Labour must then apologise to Scots for any time in the past that it may have given the appearance of denigrating Scotland or her people, pledge it will never happen again.  They must propose some form of accounting that politicians will be constantly held to this pledge, not simply during elections.

Labour then need to prove to Scotland that they will be constructive and cooperative opposition for Scotland, not simply knee jerk reactionary opposition.  They need to undertake to work towards the death of party politics outside of election periods and work solely for Scotland’s betterment.

Labour could propose legislation in the Scots parliament that would hold all elected officials to a higher standard.  This would assist claims of Labour sincerity.

Within this broad brush of proposals Labour could include a superior code of ethics where any allegations were promised a speedy resolution.  Perhaps automatic dismissal with loss of pensions and rights or a full re-instatement being advocated outcomes.  Fraudulent allegations would be dealt with just as stringently.

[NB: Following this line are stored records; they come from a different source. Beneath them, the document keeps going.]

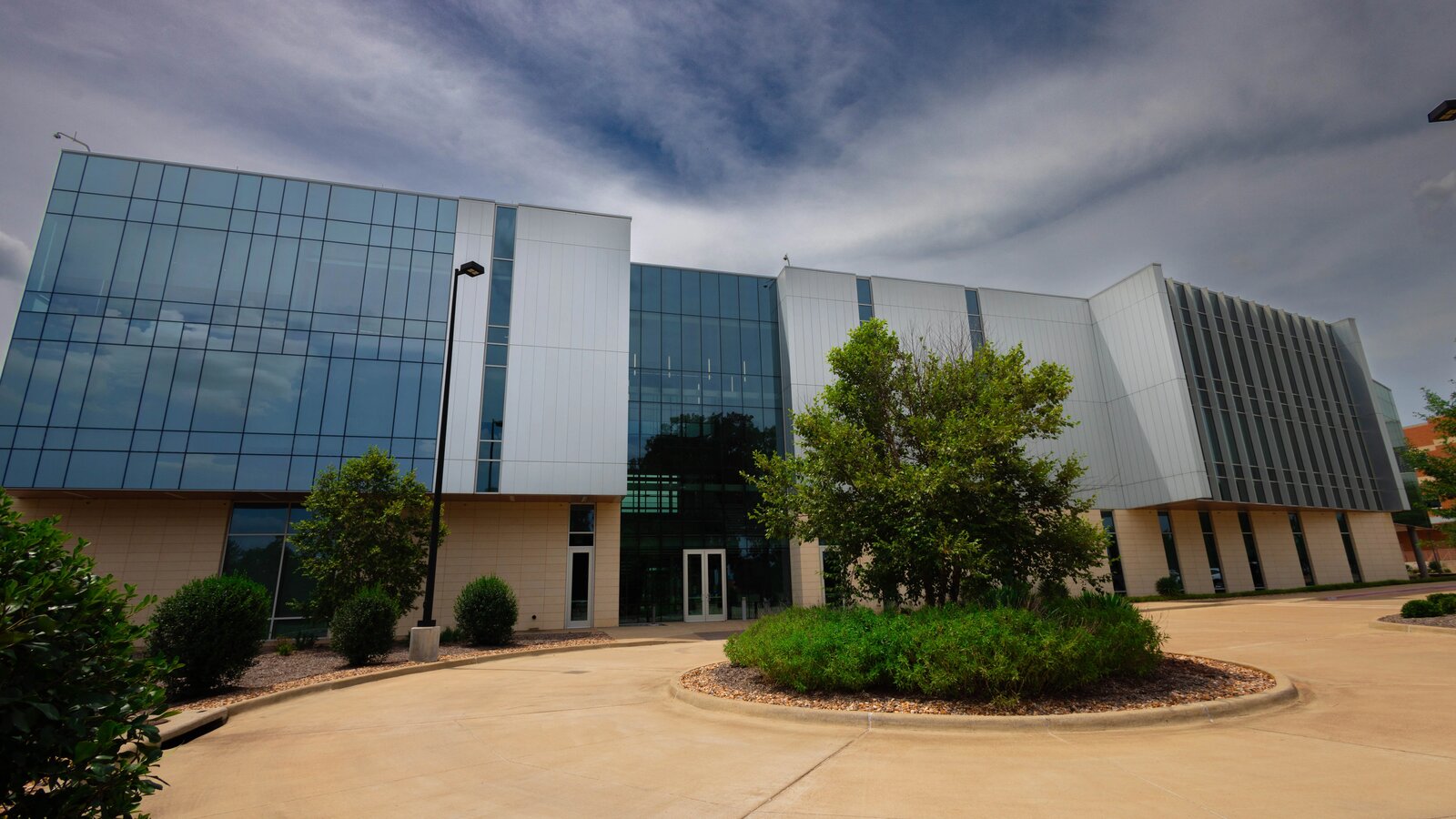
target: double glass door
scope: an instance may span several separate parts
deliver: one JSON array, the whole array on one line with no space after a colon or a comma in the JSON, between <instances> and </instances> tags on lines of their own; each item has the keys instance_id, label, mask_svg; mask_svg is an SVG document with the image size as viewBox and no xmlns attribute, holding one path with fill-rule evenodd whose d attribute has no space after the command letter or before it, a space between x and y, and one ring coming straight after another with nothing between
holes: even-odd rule
<instances>
[{"instance_id":1,"label":"double glass door","mask_svg":"<svg viewBox=\"0 0 1456 819\"><path fill-rule=\"evenodd\" d=\"M728 619L724 599L727 551L683 549L683 619Z\"/></svg>"}]
</instances>

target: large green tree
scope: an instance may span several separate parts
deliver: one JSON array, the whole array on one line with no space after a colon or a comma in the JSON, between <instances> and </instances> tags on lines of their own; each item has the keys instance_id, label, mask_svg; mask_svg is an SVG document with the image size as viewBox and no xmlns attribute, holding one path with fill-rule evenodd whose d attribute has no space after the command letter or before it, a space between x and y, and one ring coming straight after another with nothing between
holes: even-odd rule
<instances>
[{"instance_id":1,"label":"large green tree","mask_svg":"<svg viewBox=\"0 0 1456 819\"><path fill-rule=\"evenodd\" d=\"M1421 495L1412 497L1411 504L1424 501L1425 507L1440 514L1437 510L1441 506L1456 500L1456 392L1450 398L1441 398L1428 389L1423 392L1425 412L1421 417L1431 423L1437 444L1424 452L1411 447L1401 455L1408 465L1423 472ZM1449 536L1456 536L1456 523L1441 523L1440 528Z\"/></svg>"},{"instance_id":2,"label":"large green tree","mask_svg":"<svg viewBox=\"0 0 1456 819\"><path fill-rule=\"evenodd\" d=\"M1072 376L1022 348L911 350L869 321L830 351L837 379L794 414L795 455L747 478L770 536L817 539L852 592L946 603L1025 583L1099 584L1085 469L1035 455L1070 427Z\"/></svg>"},{"instance_id":3,"label":"large green tree","mask_svg":"<svg viewBox=\"0 0 1456 819\"><path fill-rule=\"evenodd\" d=\"M431 498L415 472L379 447L325 469L303 501L312 516L290 541L298 568L316 581L310 615L333 616L345 600L379 586L408 612L425 583ZM441 525L440 536L446 529Z\"/></svg>"}]
</instances>

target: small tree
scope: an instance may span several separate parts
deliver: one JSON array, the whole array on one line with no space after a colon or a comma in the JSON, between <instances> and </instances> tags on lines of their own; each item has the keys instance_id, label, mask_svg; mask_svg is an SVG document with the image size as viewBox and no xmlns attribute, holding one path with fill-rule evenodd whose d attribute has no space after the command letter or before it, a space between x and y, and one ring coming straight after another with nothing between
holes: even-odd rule
<instances>
[{"instance_id":1,"label":"small tree","mask_svg":"<svg viewBox=\"0 0 1456 819\"><path fill-rule=\"evenodd\" d=\"M862 597L946 603L994 587L1101 583L1076 458L1031 455L1072 426L1066 367L1021 347L910 353L874 319L830 351L836 382L794 414L798 453L757 455L770 536L818 539Z\"/></svg>"},{"instance_id":2,"label":"small tree","mask_svg":"<svg viewBox=\"0 0 1456 819\"><path fill-rule=\"evenodd\" d=\"M149 723L173 663L138 657L151 628L131 622L153 597L98 577L55 517L22 523L10 506L0 491L0 813L130 816L162 787Z\"/></svg>"},{"instance_id":3,"label":"small tree","mask_svg":"<svg viewBox=\"0 0 1456 819\"><path fill-rule=\"evenodd\" d=\"M300 571L316 581L310 615L332 619L373 586L400 612L415 606L425 583L431 501L414 471L400 475L395 459L371 446L339 469L325 469L303 506L312 517L294 523L291 541Z\"/></svg>"},{"instance_id":4,"label":"small tree","mask_svg":"<svg viewBox=\"0 0 1456 819\"><path fill-rule=\"evenodd\" d=\"M1411 504L1424 504L1440 514L1440 509L1456 501L1456 392L1450 398L1425 389L1425 412L1421 414L1431 423L1431 430L1437 444L1430 450L1405 449L1405 462L1421 471L1420 497L1412 497ZM1444 439L1444 440L1443 440ZM1440 528L1447 538L1456 538L1456 523L1441 523Z\"/></svg>"}]
</instances>

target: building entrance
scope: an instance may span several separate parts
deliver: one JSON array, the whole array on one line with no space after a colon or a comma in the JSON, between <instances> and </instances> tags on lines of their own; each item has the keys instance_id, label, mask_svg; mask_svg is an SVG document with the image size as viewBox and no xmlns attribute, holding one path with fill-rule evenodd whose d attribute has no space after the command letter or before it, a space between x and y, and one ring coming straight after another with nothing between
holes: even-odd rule
<instances>
[{"instance_id":1,"label":"building entrance","mask_svg":"<svg viewBox=\"0 0 1456 819\"><path fill-rule=\"evenodd\" d=\"M725 549L683 549L683 619L728 619L724 605Z\"/></svg>"}]
</instances>

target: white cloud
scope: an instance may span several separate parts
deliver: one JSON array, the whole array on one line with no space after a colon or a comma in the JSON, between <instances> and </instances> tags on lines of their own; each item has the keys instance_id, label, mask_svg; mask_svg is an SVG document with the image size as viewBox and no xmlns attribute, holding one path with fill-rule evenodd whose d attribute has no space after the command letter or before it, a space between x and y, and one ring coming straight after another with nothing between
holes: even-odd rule
<instances>
[{"instance_id":1,"label":"white cloud","mask_svg":"<svg viewBox=\"0 0 1456 819\"><path fill-rule=\"evenodd\" d=\"M641 261L773 273L789 252L1079 294L1162 261L1354 313L1406 410L1452 375L1430 340L1456 294L1456 127L1424 112L1450 96L1456 6L1124 1L1075 50L989 19L929 57L855 6L424 9L0 6L0 230L35 235L48 134L79 130L112 153L628 213Z\"/></svg>"}]
</instances>

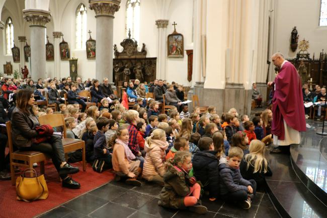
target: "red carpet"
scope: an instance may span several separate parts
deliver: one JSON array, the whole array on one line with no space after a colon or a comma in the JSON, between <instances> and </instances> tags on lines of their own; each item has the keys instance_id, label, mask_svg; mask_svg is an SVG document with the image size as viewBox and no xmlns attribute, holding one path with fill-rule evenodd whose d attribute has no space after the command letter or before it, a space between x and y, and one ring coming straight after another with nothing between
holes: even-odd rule
<instances>
[{"instance_id":1,"label":"red carpet","mask_svg":"<svg viewBox=\"0 0 327 218\"><path fill-rule=\"evenodd\" d=\"M94 172L92 166L87 165L87 171L83 171L81 162L72 164L78 167L80 171L72 175L72 178L80 183L79 189L63 188L58 175L51 163L45 164L45 178L49 189L46 200L26 202L16 199L16 188L10 181L0 181L0 217L32 217L55 207L85 192L94 189L113 179L114 174L108 170L102 173ZM39 172L39 168L36 168Z\"/></svg>"}]
</instances>

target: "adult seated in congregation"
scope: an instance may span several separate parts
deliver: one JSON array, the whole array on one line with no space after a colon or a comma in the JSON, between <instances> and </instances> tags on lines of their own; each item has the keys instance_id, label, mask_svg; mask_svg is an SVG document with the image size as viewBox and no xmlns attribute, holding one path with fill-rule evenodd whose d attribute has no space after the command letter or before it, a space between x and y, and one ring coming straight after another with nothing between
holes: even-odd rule
<instances>
[{"instance_id":1,"label":"adult seated in congregation","mask_svg":"<svg viewBox=\"0 0 327 218\"><path fill-rule=\"evenodd\" d=\"M109 84L109 81L107 78L103 79L103 83L100 85L101 89L102 89L102 92L106 97L109 97L112 100L117 99L118 98L114 95L114 91L112 90L111 85Z\"/></svg>"},{"instance_id":2,"label":"adult seated in congregation","mask_svg":"<svg viewBox=\"0 0 327 218\"><path fill-rule=\"evenodd\" d=\"M168 105L174 105L177 108L179 111L180 111L180 106L182 104L181 100L177 97L176 93L174 90L174 86L170 85L168 86L168 89L165 95L166 97L166 103Z\"/></svg>"},{"instance_id":3,"label":"adult seated in congregation","mask_svg":"<svg viewBox=\"0 0 327 218\"><path fill-rule=\"evenodd\" d=\"M67 176L78 172L78 168L66 162L61 138L53 135L40 143L36 143L38 136L35 127L39 126L32 107L35 101L33 90L22 89L17 94L17 107L13 112L12 134L13 143L20 150L37 151L51 157L52 163L62 179L62 186L69 188L79 188L80 185Z\"/></svg>"},{"instance_id":4,"label":"adult seated in congregation","mask_svg":"<svg viewBox=\"0 0 327 218\"><path fill-rule=\"evenodd\" d=\"M93 86L91 88L91 101L92 102L100 102L101 100L106 98L106 96L102 92L101 87L100 87L99 80L94 80L93 81Z\"/></svg>"},{"instance_id":5,"label":"adult seated in congregation","mask_svg":"<svg viewBox=\"0 0 327 218\"><path fill-rule=\"evenodd\" d=\"M68 103L69 104L79 104L82 106L81 112L85 112L87 104L83 100L81 96L78 95L76 92L77 85L72 84L71 86L71 89L68 92Z\"/></svg>"},{"instance_id":6,"label":"adult seated in congregation","mask_svg":"<svg viewBox=\"0 0 327 218\"><path fill-rule=\"evenodd\" d=\"M164 82L162 80L159 80L158 82L158 85L155 87L153 90L154 94L154 98L155 100L160 102L164 102L164 95L166 92L166 89L164 86Z\"/></svg>"},{"instance_id":7,"label":"adult seated in congregation","mask_svg":"<svg viewBox=\"0 0 327 218\"><path fill-rule=\"evenodd\" d=\"M262 96L260 94L260 92L258 90L256 83L253 83L252 84L252 99L256 101L258 107L261 107Z\"/></svg>"},{"instance_id":8,"label":"adult seated in congregation","mask_svg":"<svg viewBox=\"0 0 327 218\"><path fill-rule=\"evenodd\" d=\"M300 131L306 129L301 80L294 66L285 60L282 53L274 54L272 60L280 70L274 82L268 83L274 92L272 127L274 144L279 146L271 152L289 154L290 145L300 143Z\"/></svg>"},{"instance_id":9,"label":"adult seated in congregation","mask_svg":"<svg viewBox=\"0 0 327 218\"><path fill-rule=\"evenodd\" d=\"M59 111L59 105L62 103L63 101L60 98L60 94L58 92L54 83L51 85L50 88L51 89L48 92L48 102L49 104L55 103L57 105L57 111Z\"/></svg>"}]
</instances>

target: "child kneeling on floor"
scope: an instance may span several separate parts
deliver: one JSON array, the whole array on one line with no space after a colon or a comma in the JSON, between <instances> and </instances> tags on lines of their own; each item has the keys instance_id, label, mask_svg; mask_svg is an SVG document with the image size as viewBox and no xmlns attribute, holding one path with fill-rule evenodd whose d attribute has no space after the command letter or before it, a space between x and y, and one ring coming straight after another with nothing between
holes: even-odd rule
<instances>
[{"instance_id":1,"label":"child kneeling on floor","mask_svg":"<svg viewBox=\"0 0 327 218\"><path fill-rule=\"evenodd\" d=\"M114 144L112 165L116 173L116 181L119 181L121 177L127 177L127 184L140 186L142 183L136 179L142 172L139 167L140 161L138 160L132 161L136 157L128 147L128 126L126 124L120 126L115 136L112 138L110 143Z\"/></svg>"},{"instance_id":2,"label":"child kneeling on floor","mask_svg":"<svg viewBox=\"0 0 327 218\"><path fill-rule=\"evenodd\" d=\"M164 176L165 186L160 193L158 204L174 209L188 208L198 213L205 213L207 209L201 205L201 187L194 177L190 177L191 153L177 152L174 160L167 162Z\"/></svg>"},{"instance_id":3,"label":"child kneeling on floor","mask_svg":"<svg viewBox=\"0 0 327 218\"><path fill-rule=\"evenodd\" d=\"M164 183L162 177L166 172L165 162L167 148L168 142L165 131L154 129L144 145L146 154L142 174L144 179L148 181Z\"/></svg>"},{"instance_id":4,"label":"child kneeling on floor","mask_svg":"<svg viewBox=\"0 0 327 218\"><path fill-rule=\"evenodd\" d=\"M236 202L244 209L251 207L251 202L257 189L253 179L247 180L239 172L239 164L243 151L238 147L231 147L227 158L221 157L219 169L220 195L223 200Z\"/></svg>"}]
</instances>

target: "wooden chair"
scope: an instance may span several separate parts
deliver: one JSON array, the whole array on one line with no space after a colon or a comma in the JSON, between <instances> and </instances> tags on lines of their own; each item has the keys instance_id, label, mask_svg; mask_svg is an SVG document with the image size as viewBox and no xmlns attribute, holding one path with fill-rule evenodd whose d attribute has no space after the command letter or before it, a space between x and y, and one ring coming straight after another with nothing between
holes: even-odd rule
<instances>
[{"instance_id":1,"label":"wooden chair","mask_svg":"<svg viewBox=\"0 0 327 218\"><path fill-rule=\"evenodd\" d=\"M8 135L8 145L9 146L9 154L10 159L10 174L11 176L12 185L15 185L16 176L14 166L24 167L25 168L33 168L33 163L40 163L40 172L41 174L44 173L44 161L50 159L45 154L40 152L17 151L14 152L13 140L12 139L12 122L8 121L6 126ZM20 161L22 163L18 163L15 161Z\"/></svg>"},{"instance_id":2,"label":"wooden chair","mask_svg":"<svg viewBox=\"0 0 327 218\"><path fill-rule=\"evenodd\" d=\"M201 113L205 113L208 110L209 107L207 106L199 106L199 96L196 95L193 95L192 96L192 101L193 103L193 108L195 107L199 107L200 108L200 112Z\"/></svg>"},{"instance_id":3,"label":"wooden chair","mask_svg":"<svg viewBox=\"0 0 327 218\"><path fill-rule=\"evenodd\" d=\"M85 102L85 103L87 104L87 107L86 110L87 110L90 107L92 106L96 106L97 104L94 102L91 102L91 94L87 90L84 90L78 93L79 96L86 98L87 101ZM79 105L79 107L81 108L81 105Z\"/></svg>"},{"instance_id":4,"label":"wooden chair","mask_svg":"<svg viewBox=\"0 0 327 218\"><path fill-rule=\"evenodd\" d=\"M64 93L63 94L63 98L65 99L65 104L67 105L68 104L68 93Z\"/></svg>"},{"instance_id":5,"label":"wooden chair","mask_svg":"<svg viewBox=\"0 0 327 218\"><path fill-rule=\"evenodd\" d=\"M57 111L57 104L55 103L49 104L49 95L48 95L48 93L45 93L45 100L47 101L47 107L52 108L53 111Z\"/></svg>"},{"instance_id":6,"label":"wooden chair","mask_svg":"<svg viewBox=\"0 0 327 218\"><path fill-rule=\"evenodd\" d=\"M67 160L67 154L68 153L81 149L83 152L83 171L85 171L86 170L85 142L80 139L67 138L66 125L65 125L65 120L63 117L63 115L61 114L47 114L39 117L39 122L40 123L40 125L49 124L53 127L63 126L63 138L62 139L62 140L63 152L66 156L66 160Z\"/></svg>"},{"instance_id":7,"label":"wooden chair","mask_svg":"<svg viewBox=\"0 0 327 218\"><path fill-rule=\"evenodd\" d=\"M164 103L162 103L162 113L168 113L170 109L173 109L175 106L174 105L166 105L166 96L165 94L162 95L164 98Z\"/></svg>"}]
</instances>

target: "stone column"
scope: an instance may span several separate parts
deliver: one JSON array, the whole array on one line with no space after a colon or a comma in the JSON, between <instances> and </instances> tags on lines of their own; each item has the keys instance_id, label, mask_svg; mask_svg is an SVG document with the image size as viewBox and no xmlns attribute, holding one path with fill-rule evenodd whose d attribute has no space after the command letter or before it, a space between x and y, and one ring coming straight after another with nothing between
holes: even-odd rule
<instances>
[{"instance_id":1,"label":"stone column","mask_svg":"<svg viewBox=\"0 0 327 218\"><path fill-rule=\"evenodd\" d=\"M166 41L167 26L168 20L157 20L155 25L158 28L158 63L156 66L156 78L166 79L166 57L167 56Z\"/></svg>"},{"instance_id":2,"label":"stone column","mask_svg":"<svg viewBox=\"0 0 327 218\"><path fill-rule=\"evenodd\" d=\"M26 41L26 37L25 36L19 36L18 40L21 42L21 47L20 48L21 52L21 63L19 67L19 70L21 67L24 68L24 65L25 65L25 56L24 54L24 46L25 45L25 42Z\"/></svg>"},{"instance_id":3,"label":"stone column","mask_svg":"<svg viewBox=\"0 0 327 218\"><path fill-rule=\"evenodd\" d=\"M60 75L60 54L59 53L59 44L60 43L61 32L53 32L53 49L54 50L54 76L59 80Z\"/></svg>"},{"instance_id":4,"label":"stone column","mask_svg":"<svg viewBox=\"0 0 327 218\"><path fill-rule=\"evenodd\" d=\"M97 19L97 55L96 78L107 77L113 82L113 35L114 14L118 11L120 0L90 0L90 8L94 10Z\"/></svg>"},{"instance_id":5,"label":"stone column","mask_svg":"<svg viewBox=\"0 0 327 218\"><path fill-rule=\"evenodd\" d=\"M23 10L23 18L31 27L31 69L33 80L45 76L45 28L51 15L48 11L39 9Z\"/></svg>"}]
</instances>

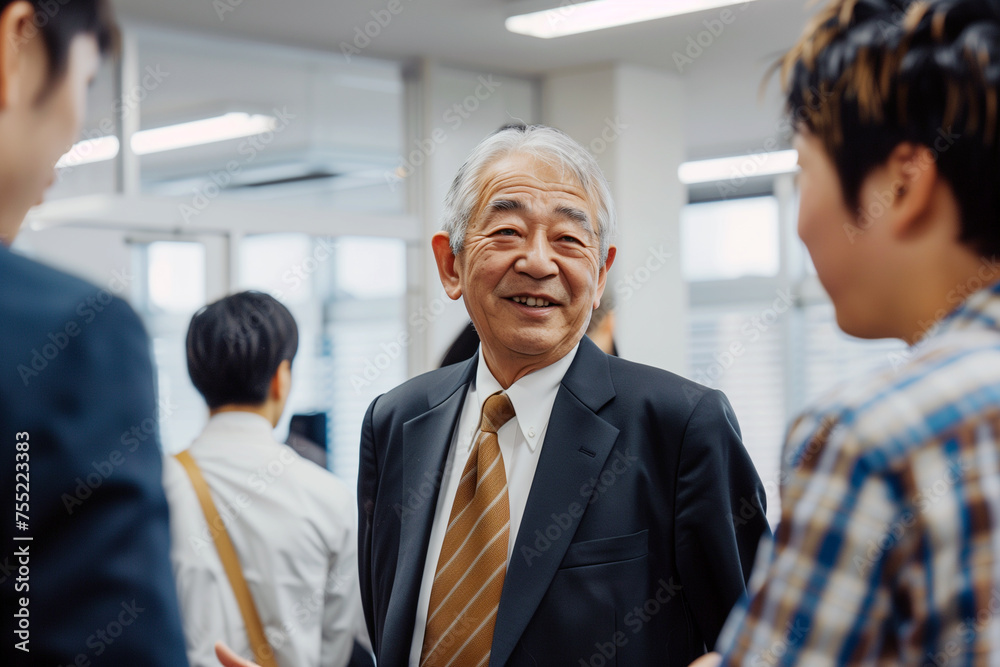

In this working for Scotland’s betterment Labour must prove they will be held accountable by Scotland’s voters and not Westminster.

Labour in Scotland must drop their dogmatic opposition to independence.  Instead they must promise to campaign on a platform of fair debate and defend what they can factually demonstrate is best for Scotland.  That may create a bit of a schism between BBC HQ and Pacific Quay.

The press would certainly ensure Labour would be well covered in complimentary articles as they propose these actions.  Following through would be all that remains.

There should also be a pledge that Scottish Labour would no longer simply be a springboard for its ablest adherents to leap into Westminster’s grimy corridors of power.

Lastly, Labour in Scotland has to reorganise as Scotland’s Labour party.  They must break completely from London at all levels, including the adoption of any “Labour whip” at Westminster.  At Westminster they should follow the SNP lead and adopt the policy of not voting on any English only law.

This brings about a change being required in Labour’s UK wide rule book.  But Labour in Scotland cannot re-invent itself in a way that would be appealing to the average Scots voter without the agreement of Labour HQ.  Labour HQ can’t give that agreement without losing key votes at Westminster.

Labour’s internal difficulties are a microcosm of the UK constitutional conundrum.

Ultimately for Labour to resurrect itself requires a return to its founding principle of autonomy for the Celtic nations over the hegemony of Westminster.

If Scots Labour implemented the above it would again be a credible force in Scottish politics and the average Scot would welcome it with open arms.  

It has been ninety years in the coming, but these are the choices faced by Labour in the second decade of our new millennium.  Clearly the Scots are instructing Labour at the ballot that the party should not have deserted Scottish home rule.

Labour can return to its roots of Scottish independence or face its impending political oblivion.